Output data includes compact session records:

{
  "rank": 1,
  "id": "session:...",
  "session": {
    "title": "...",
    "source": "codex",
    "started_at": "2026-05-08T13:00:00.000Z",
    "updated_at": "2026-05-08T13:45:00.000Z",
    "turn_count": 12,
    "event_count": 87,
    "mode": "tool_calling"
  },
  "open": { "session_id": "session:..." }
}

list_sessions intentionally does not return transcript text. Open a listed session if you need to inspect its turns.

Response Envelope

Successful structured responses share this shape:

{
  "schema_version": "moraine.mcp.search_sessions.v1",
  "tool": "search_sessions",
  "request": {},
  "data": {},
  "warnings": [],
  "performance": {
    "elapsed_ms": 12,
    "sla_target_ms": 750,
    "met_sla": true
  }
}

Tool-level errors return schema_version: "moraine.mcp.error.v1" with an error object. Common error codes are invalid_request, invalid_id, not_found, unsupported_event_type, deadline_exceeded, and internal_error.

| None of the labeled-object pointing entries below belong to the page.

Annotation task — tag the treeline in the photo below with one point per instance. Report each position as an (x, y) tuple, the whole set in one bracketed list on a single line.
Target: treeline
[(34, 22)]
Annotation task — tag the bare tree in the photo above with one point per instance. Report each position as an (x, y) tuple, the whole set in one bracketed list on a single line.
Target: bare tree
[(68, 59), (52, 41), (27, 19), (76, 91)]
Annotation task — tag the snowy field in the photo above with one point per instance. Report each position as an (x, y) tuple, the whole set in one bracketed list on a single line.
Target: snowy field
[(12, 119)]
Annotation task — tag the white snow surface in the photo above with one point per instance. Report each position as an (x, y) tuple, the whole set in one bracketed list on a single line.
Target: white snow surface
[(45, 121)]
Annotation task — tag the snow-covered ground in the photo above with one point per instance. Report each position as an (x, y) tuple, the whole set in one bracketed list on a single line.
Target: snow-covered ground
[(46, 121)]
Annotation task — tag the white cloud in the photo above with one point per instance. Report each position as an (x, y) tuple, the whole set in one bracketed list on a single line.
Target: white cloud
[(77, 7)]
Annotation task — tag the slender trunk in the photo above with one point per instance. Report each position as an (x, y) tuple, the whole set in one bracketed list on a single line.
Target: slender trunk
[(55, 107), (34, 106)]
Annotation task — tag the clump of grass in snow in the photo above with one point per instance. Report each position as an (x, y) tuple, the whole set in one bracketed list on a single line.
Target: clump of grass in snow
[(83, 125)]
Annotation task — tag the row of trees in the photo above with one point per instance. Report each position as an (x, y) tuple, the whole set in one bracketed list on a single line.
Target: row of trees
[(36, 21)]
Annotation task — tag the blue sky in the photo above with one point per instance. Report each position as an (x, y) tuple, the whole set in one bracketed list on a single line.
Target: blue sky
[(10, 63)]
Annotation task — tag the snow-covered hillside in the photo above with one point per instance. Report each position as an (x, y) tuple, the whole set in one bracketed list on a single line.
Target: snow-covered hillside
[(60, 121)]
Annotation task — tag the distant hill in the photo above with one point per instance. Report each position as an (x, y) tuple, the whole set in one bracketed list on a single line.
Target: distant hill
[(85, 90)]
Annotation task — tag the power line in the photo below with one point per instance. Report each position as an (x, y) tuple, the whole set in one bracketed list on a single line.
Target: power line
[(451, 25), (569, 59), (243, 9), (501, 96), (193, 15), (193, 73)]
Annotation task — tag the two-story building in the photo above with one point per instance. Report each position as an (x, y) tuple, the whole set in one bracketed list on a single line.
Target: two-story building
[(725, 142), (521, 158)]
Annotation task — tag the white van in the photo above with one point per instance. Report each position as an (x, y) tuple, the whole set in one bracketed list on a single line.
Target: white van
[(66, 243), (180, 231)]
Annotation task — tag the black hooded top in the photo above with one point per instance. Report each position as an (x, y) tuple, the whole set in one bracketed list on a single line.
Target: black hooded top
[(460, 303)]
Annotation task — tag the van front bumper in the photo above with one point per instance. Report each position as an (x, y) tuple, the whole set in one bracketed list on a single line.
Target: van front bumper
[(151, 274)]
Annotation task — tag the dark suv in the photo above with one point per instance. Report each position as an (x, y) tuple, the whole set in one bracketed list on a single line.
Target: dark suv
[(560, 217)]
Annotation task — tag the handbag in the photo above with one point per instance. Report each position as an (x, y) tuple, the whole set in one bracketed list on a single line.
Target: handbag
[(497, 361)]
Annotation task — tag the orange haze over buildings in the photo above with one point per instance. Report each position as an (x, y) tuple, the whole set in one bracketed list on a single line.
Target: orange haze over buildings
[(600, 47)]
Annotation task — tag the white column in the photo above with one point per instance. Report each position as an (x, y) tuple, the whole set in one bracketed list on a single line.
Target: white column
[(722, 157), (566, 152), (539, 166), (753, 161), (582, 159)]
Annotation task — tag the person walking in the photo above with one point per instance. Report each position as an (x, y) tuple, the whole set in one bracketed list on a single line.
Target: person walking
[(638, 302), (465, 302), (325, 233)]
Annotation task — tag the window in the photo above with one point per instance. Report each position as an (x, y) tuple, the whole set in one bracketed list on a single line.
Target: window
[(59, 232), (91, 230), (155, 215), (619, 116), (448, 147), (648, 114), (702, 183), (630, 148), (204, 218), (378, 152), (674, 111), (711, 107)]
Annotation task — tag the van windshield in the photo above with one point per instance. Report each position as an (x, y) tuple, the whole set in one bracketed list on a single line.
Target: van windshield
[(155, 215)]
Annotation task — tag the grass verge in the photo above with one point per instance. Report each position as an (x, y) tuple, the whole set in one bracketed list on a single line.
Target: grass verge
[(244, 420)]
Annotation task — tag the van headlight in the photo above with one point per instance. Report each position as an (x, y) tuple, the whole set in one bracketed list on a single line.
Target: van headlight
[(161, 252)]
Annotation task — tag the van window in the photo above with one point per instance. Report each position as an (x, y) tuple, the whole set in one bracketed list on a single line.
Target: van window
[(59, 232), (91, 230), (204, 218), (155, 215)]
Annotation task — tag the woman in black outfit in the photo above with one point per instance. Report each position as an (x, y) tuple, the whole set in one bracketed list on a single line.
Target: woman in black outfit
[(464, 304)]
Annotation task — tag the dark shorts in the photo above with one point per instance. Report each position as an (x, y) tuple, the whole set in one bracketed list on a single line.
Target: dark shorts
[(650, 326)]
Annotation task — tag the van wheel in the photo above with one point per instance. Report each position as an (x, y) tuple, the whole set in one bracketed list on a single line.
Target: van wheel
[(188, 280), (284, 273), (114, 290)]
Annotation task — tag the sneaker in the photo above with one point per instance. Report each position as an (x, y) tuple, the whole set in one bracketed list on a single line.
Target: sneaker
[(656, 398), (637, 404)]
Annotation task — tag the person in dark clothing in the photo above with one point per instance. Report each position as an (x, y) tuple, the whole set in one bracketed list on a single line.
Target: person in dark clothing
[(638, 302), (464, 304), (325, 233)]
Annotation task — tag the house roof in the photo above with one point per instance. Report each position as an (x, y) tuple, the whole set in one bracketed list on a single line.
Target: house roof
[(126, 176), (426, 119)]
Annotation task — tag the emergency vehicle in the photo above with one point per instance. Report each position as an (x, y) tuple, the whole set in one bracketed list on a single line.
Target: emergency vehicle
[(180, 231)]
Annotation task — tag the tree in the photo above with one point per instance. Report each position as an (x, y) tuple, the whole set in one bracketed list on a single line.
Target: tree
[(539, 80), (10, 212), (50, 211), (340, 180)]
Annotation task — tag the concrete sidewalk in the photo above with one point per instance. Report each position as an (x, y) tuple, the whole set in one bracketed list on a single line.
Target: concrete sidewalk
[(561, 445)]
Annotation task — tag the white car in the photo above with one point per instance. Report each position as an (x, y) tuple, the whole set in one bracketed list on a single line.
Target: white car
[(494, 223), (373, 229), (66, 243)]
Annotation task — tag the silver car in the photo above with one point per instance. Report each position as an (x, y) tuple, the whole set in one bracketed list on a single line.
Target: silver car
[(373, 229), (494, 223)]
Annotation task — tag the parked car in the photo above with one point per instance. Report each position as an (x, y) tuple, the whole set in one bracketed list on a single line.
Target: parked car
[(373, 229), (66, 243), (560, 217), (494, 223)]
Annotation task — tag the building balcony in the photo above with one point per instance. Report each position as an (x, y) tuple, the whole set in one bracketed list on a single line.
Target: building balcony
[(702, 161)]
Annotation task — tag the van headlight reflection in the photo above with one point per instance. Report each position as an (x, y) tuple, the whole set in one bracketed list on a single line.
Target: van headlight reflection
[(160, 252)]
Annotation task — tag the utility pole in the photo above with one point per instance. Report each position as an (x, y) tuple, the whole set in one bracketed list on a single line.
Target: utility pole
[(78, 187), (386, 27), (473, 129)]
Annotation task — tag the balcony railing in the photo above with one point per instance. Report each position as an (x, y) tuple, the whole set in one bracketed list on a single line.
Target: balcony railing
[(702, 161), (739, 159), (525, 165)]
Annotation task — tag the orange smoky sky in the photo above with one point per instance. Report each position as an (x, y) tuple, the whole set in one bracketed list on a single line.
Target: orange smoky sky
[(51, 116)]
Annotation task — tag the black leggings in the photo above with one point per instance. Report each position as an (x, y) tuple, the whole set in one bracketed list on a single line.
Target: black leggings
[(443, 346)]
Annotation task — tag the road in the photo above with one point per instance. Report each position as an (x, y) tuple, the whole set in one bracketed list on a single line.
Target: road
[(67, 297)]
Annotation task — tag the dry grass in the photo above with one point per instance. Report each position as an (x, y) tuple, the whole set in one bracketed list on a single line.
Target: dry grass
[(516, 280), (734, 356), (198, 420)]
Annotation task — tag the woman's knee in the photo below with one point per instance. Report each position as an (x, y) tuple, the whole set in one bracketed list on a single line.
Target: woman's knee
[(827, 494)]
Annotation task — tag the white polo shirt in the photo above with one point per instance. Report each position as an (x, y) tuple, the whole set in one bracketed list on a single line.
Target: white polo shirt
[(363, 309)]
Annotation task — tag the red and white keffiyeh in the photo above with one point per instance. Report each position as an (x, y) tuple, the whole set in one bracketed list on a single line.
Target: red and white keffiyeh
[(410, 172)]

How Agents Should Read Results

The agent should treat Moraine records as a navigable evidence graph:

  • A search hit says "this event probably matters."
  • open(event) says "this is exactly what happened at that point."
  • open(turn) says "this is the immediate conversational context."
  • open(session) says "this is the full session map."
  • Traversal IDs let the agent move to neighboring events or turns without re-running a broad search.

This is why the recommended flow is narrow-to-wide. It gives the model enough context to answer accurately without flooding its current context window with whole transcripts.